Les CLIC pour les personnes âgées et handicapées

Les premières structures de coordination à avoir été créées sont les Centres locaux d’information et de coordination (CLIC) dans les années 2000. Ces structures départementales, guichets uniques à destination des personnes âgées et des personnes en situation de handicap, rassemblent l’ensemble des informations concernant ce public pour permettre leur orientation. « Le tissu social, médico-social et sanitaire est dense, et il n’est pas évident pour les bénéficiaires de se retrouver dans toutes ces aides », souligne Virginie Metay.

Les CLIC n’ont donc pas vocation à s’adresser aux professionnels de santé, mais bien à la population. Selon les territoires, leur niveau de missions varie et est plus ou moins large : accueil, information, écoute, évaluation des besoins, élaboration d’un plan d’aide personnalisé, mise en œuvre des mesures. « Ce sont les premières structures à avoir mis en lien les acteurs du domicile avec les services d’aides à domicile », précise Virginie Metay.

Les MAIA pour les personnes âgées

En 2009, les Maisons pour l’autonomie et l’intégration des malades d’Alzheimer (MAIA), au départ fléchées uniquement pour les personnes atteintes de la maladie d’Alzheimer et apparentées, voient le jour. Aujourd’hui, elles peuvent être sollicitées pour toutes les personnes âgées. Leur accès est réservé aux professionnels.

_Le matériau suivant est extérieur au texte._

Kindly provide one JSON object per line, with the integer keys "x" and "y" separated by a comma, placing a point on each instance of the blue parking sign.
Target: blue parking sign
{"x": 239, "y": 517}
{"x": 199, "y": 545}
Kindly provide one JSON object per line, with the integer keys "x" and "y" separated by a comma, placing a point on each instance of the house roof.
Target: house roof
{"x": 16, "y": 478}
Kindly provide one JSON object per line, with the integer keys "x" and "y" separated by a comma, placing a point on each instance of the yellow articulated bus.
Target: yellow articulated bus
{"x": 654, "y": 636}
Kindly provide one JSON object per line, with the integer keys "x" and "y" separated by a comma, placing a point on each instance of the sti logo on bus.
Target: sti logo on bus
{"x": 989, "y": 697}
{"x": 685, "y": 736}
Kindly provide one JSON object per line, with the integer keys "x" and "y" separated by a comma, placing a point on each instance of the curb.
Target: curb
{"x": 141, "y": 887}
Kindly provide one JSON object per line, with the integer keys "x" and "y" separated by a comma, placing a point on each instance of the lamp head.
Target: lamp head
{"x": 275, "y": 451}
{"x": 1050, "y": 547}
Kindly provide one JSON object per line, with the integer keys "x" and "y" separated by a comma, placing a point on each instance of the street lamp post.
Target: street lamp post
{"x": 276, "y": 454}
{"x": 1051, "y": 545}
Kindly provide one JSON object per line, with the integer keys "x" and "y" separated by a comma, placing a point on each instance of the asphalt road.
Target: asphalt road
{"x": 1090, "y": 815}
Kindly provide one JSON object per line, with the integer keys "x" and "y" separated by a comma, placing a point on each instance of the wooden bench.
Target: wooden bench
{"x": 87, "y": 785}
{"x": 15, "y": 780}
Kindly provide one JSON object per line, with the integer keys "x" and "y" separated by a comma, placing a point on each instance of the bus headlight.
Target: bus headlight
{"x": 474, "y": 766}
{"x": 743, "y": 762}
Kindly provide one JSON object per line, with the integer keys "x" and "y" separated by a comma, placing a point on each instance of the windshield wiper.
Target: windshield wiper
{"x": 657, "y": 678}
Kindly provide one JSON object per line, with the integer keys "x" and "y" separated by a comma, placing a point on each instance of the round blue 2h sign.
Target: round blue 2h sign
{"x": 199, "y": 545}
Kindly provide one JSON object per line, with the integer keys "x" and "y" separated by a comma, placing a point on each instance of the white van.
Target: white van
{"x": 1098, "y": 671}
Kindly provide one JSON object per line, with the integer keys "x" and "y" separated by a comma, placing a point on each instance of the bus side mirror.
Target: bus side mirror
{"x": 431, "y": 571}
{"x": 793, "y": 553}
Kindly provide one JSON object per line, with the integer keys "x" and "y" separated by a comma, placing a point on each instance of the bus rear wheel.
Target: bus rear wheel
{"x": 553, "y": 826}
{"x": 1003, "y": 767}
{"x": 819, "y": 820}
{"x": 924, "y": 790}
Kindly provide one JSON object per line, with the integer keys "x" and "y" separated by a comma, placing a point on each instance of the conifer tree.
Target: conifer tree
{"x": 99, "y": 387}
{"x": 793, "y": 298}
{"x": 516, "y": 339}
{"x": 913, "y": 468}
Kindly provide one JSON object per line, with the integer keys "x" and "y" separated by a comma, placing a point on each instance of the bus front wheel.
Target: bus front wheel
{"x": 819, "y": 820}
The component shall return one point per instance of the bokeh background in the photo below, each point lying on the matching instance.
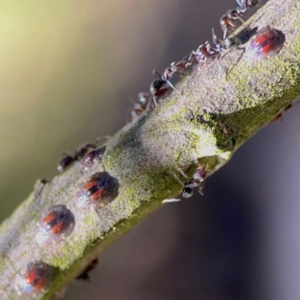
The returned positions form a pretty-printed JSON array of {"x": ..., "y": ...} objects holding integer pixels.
[{"x": 68, "y": 70}]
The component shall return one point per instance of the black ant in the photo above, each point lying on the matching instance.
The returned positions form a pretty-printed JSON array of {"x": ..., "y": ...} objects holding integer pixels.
[
  {"x": 188, "y": 188},
  {"x": 228, "y": 20},
  {"x": 69, "y": 159},
  {"x": 196, "y": 182},
  {"x": 143, "y": 103},
  {"x": 161, "y": 87}
]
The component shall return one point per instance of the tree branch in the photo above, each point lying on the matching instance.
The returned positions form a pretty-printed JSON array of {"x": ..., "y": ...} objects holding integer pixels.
[{"x": 212, "y": 112}]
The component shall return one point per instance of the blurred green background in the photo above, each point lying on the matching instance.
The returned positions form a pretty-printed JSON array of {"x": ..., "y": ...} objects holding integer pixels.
[{"x": 67, "y": 72}]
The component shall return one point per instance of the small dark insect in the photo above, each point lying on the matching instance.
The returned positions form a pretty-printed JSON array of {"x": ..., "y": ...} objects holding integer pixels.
[
  {"x": 144, "y": 101},
  {"x": 228, "y": 20},
  {"x": 33, "y": 278},
  {"x": 99, "y": 190},
  {"x": 69, "y": 159},
  {"x": 83, "y": 150},
  {"x": 245, "y": 4},
  {"x": 175, "y": 67},
  {"x": 196, "y": 182},
  {"x": 160, "y": 88},
  {"x": 267, "y": 42},
  {"x": 90, "y": 158},
  {"x": 56, "y": 224},
  {"x": 65, "y": 162},
  {"x": 84, "y": 276}
]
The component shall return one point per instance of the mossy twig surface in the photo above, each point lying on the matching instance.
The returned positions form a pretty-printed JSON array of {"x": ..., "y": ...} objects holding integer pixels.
[{"x": 212, "y": 112}]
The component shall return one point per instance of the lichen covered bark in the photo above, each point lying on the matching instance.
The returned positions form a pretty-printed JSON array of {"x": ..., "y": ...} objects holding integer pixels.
[{"x": 212, "y": 112}]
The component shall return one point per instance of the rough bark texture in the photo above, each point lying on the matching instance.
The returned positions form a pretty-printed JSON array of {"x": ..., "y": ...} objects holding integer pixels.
[{"x": 213, "y": 111}]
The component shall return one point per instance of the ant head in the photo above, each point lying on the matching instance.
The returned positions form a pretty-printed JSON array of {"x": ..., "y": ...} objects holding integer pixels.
[
  {"x": 156, "y": 85},
  {"x": 187, "y": 192}
]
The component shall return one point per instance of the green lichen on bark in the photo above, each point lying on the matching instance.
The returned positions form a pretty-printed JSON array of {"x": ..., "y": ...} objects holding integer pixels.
[{"x": 213, "y": 111}]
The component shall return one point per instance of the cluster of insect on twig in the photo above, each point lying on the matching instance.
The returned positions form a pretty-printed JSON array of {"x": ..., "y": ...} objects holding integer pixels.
[
  {"x": 204, "y": 54},
  {"x": 100, "y": 189},
  {"x": 163, "y": 86}
]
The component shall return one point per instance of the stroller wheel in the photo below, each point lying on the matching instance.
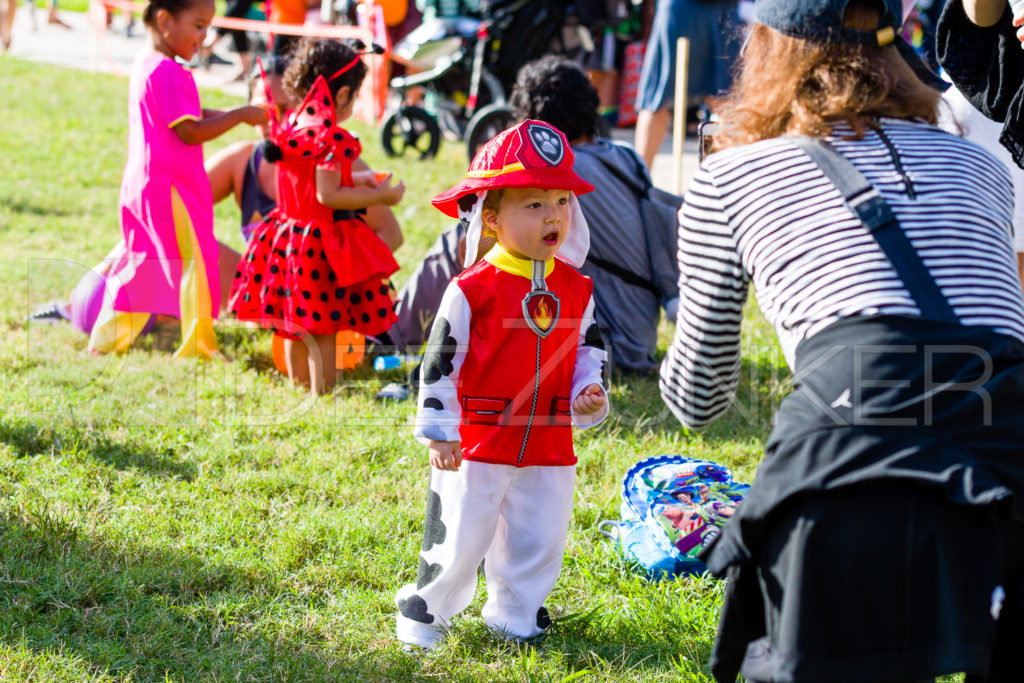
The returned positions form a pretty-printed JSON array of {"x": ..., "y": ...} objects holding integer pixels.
[
  {"x": 411, "y": 128},
  {"x": 486, "y": 123}
]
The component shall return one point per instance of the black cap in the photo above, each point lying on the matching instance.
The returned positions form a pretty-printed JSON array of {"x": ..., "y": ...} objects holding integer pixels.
[{"x": 822, "y": 19}]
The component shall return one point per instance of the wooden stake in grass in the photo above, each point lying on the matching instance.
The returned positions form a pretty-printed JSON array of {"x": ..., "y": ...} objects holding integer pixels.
[{"x": 679, "y": 117}]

« Sur certaines situations complexes, les acteurs sont nombreux à intervenir et il est difficile de laisser la personne et son entourage seuls dans cette coordination », soutient Virginie Metay. Les professionnels peuvent donc interpeller la MAIA pour expliquer la situation aux coordinateurs, la complexité de la prise en charge, les objectifs attendus, afin de voir si le patient peut y être intégré.

« Un gestionnaire de cas, référent de la personne, va alors travailler avec l’ensemble des acteurs pour créer du lien entre eux et sécuriser la situation », poursuit Virginie Metay. L’admission en gestion de cas (contrairement à la PTA) ne peut se faire qu’à la suite d’une validation en commission d’admission sur la base de critères de complexité stricts définis au niveau national.

Ainsi, contrairement à la PTA , la MAIA offre aussi un accompagnement au long court rendu rendu possible par un nombre de situations accompagnées plus limitées, offrant plus de temps pour un suivi rapproché. La MAIA affiche une dimension d’accompagnement individuel et de concertation territoriale avec pour objectif de veiller à ce que les acteurs du social, du médico-social et du sanitaire travaillent ensemble sur les parcours.

« On ne considère plus aujourd’hui le parcours de vie comme des briques séparées mais comme un ensemble regroupant le social, la santé et les soins, fait savoir Virginie Metay. Les acteurs ne doivent donc plus réfléchir en silo mais penser la santé au sens large avec un accompagnement au long court. »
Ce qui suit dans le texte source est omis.